California began the first leg of the legislative path last week with the approval of the state’s health committee to proceed with the bill. The example cited for the goal of taxpayer-funded healthcare was that great democracy to the north.
California senators came to Canada in mid-March to see how it’s done but they might have selected the most dysfunctional healthcare jurisdiction as the basis of their fact-finding mission: Ontario. The province is in the midst of a healthcare crisis at the moment, with health minister Eric Hoskins the butt of both jokes and criticism that all add up to daily calls that he either resign or be fired.
San Francisco state senator Scott Wiener declared healthcare gurus in Ontario and neighboring Quebec “enthusiastically supportive” of California’s initiative.
“It made me feel better about what we’re doing,” he told the National Post. “We learned it’s not just some fairy-tale, unattainable system that Canada has … People were really earnest about trying to give us advice about what to do and what to avoid.”
California senators Ricardo Lara, the bill’s sponsor, Wiener and Nancy Skinner met with government officials and doctors in Toronto, Quebec City and Montreal.

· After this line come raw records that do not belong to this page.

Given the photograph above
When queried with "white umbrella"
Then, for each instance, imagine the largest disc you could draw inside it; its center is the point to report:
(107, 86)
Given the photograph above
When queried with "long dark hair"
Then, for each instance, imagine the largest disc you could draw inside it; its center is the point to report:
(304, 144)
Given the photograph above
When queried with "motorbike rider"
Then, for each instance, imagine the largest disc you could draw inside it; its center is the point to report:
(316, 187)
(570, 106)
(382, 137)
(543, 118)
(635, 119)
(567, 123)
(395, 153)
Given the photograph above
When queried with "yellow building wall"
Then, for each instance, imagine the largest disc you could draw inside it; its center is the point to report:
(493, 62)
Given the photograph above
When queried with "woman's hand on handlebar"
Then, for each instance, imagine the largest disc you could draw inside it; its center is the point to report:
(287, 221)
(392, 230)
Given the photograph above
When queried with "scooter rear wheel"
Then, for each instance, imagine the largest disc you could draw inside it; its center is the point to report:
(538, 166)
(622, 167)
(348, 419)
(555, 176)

“The real issue for me is ‘Can someone get urgent or critical care when they need it,’ and my impression from the meetings is that is delivered,” Skinner said. “In the U.S., that is achieved if you have money, but not if you don’t.”
It was nonetheless “lovely” that all Canadians seemingly believe that healthcare is a “fundamental human right,” said Skinner.

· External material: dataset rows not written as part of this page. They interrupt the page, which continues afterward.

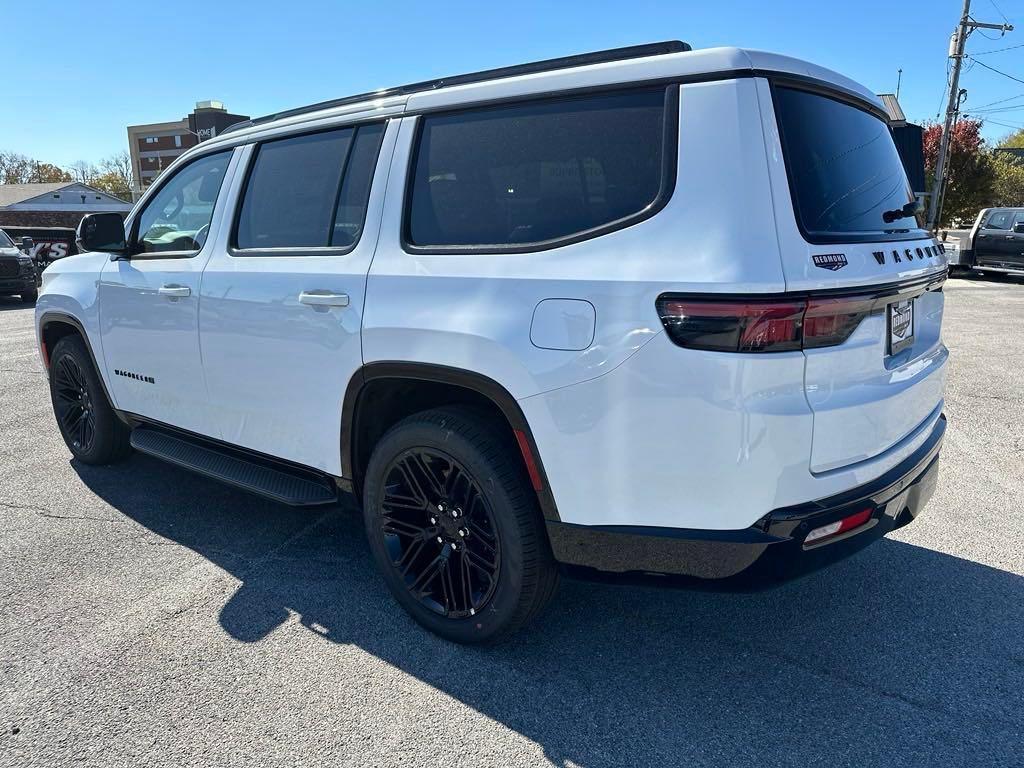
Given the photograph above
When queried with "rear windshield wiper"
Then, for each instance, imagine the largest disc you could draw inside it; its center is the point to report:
(901, 213)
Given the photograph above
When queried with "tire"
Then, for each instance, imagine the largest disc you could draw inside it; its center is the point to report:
(477, 515)
(90, 428)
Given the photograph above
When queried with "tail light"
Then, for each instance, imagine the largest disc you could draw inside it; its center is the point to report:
(840, 526)
(762, 325)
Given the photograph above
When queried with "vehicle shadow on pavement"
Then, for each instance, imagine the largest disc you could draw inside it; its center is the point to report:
(898, 655)
(14, 302)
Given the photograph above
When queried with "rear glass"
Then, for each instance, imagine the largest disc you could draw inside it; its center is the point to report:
(537, 172)
(998, 220)
(844, 169)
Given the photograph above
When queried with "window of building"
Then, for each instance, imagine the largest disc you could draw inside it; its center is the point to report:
(177, 218)
(309, 190)
(536, 173)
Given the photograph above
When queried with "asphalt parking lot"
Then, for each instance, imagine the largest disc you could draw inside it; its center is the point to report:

California is adamantly opposed to the repeal and replacement of Obamacare and wants to establish its own state-run plan. Canada, with a population about equal to the Golden State and that seems to grow at the same rate is also a jurisdiction that features a prominent urban-rural divide, with liberals dominating in the big cities and conservatives ruling the rural areas.

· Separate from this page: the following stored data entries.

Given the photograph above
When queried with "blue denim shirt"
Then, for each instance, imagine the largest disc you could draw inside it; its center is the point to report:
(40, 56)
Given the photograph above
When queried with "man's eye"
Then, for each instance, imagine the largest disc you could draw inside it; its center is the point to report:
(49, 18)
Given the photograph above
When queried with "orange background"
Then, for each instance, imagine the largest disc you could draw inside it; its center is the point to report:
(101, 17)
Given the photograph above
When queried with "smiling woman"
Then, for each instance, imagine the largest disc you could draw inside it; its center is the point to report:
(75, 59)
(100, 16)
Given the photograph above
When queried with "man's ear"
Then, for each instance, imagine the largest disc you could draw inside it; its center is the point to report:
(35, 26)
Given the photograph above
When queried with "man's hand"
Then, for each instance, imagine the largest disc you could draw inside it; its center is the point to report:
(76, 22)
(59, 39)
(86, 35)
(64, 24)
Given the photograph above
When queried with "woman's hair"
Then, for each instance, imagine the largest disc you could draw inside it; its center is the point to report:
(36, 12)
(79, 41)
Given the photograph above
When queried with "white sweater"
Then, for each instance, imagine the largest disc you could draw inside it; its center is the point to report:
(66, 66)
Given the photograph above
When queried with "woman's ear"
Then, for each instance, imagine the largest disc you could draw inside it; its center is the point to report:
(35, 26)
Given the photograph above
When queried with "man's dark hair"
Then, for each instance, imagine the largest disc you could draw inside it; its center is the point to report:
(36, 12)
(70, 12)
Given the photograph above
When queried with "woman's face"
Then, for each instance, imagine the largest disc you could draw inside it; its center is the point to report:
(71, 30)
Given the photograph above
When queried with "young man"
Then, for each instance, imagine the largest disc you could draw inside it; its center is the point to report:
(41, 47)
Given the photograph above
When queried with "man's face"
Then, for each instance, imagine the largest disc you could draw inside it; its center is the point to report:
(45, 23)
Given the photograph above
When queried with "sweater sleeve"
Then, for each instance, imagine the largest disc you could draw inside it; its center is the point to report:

California wants to go even farther with its Medicare scheme than Canada, one that covers medical, dental, mental health and even vision and nursing home services. The price tag could be an astronomical $250 billion a year — for state already facing huge debt problems.
The Canadian Medicare apologists told their California guests that provinces spend an average of half their budgets on healthcare. Even spendthrift Governor Jerry Brown finds those figures daunting.
The California Chamber of Commerce has already declared the idea a “job killer” that will mean huge payroll taxes and the death of the health insurance industry.
Some Canadians are urging California to take a closer look at the Canadian healthcare experience. The Canadian Constitution Foundation, conservative activists who are currently assisting a for-profit clinic challenge the government’s ban on private healthcare, says the Canadian system should not be held up as a model for California or anyone else.
“I hope that they are also looking at the overwhelming evidence of the failures of our system,” said executive director Howard Anglin. “What they could expect, based on our experience in Canada, is hundreds of thousands or millions of patients on unacceptable wait lists, with no outlet and no option to seek care while they’re suffering.”
Where they do go to alleviate that suffering is often border states with private healthcare.